I posted this status on Facebook a while ago:
It was so easy then. No doubt there were struggles of some sort, but nothing major comes to mind. It seemed like the possibilities were endless, not that I’d considered any. Then, like now, I tend to live in the moment. Which explains how I ended up here. But I digress.
Now that Nordstrom is many spaces, including Urban Outfitters and Anthropologie. Back then, the Rack was actually in the basement of Nordstrom and had real treasures. What is now Nordstrom was Frederick & Nelson’s – I actually tried on wedding dresses there. I sat outside the Nordstrom coffee bar with my coffee, cigarette and camera, watching the world go by and probably considered myself quite arty and European.

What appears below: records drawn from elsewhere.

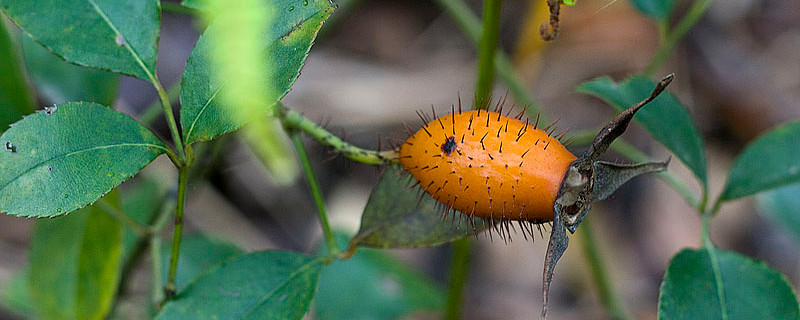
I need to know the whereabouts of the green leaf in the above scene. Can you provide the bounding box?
[721,122,800,200]
[28,193,124,320]
[353,165,489,248]
[315,236,444,320]
[658,248,800,320]
[157,251,321,320]
[0,18,35,133]
[180,0,333,144]
[628,0,674,20]
[0,101,167,218]
[22,36,119,105]
[180,0,206,12]
[576,75,707,186]
[160,234,245,291]
[756,183,800,242]
[0,0,160,79]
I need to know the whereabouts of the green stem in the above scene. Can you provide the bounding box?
[474,0,502,104]
[445,238,471,320]
[278,104,397,165]
[96,200,151,236]
[578,217,631,320]
[288,131,339,257]
[434,0,544,116]
[150,235,164,309]
[152,78,186,162]
[163,166,189,302]
[139,82,181,126]
[643,0,713,76]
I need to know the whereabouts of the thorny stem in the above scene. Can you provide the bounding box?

There were no weighty decisions to make, save when to have coffee or meet a friend. High school and college overlapped these years – I’d go back to college in a heartbeat. (High school can suck it.)
No Facebook to check, no constant tether to anything but what you were doing right then. How much more brain space I must have had.
I’m sure I didn’t give much thought to life in 25 years. But I gotta say, now that those 25 years have come and gone, responsibility blows. The worrying blows. Being in charge of small people and a business is hard. Most of the time, I find myself wondering where the real parents and bar owners are. I am afraid on a daily basis that I am doing it all wrong.
A friend commented on my status, wondering if we’d look back in 20 years at this time in our lives in the same way. I’d say the only thing this time has to recommend it over the future is our relative health, but who knows? I find myself thinking more frequently about the fact that I should probably pay a little more attention to the future (amid slight panic) and a little bit less to the now, but I am afraid to miss anything.
I know that girl outside Nordstrom with the camera is still in me. It might be the only thing that gets me through some days.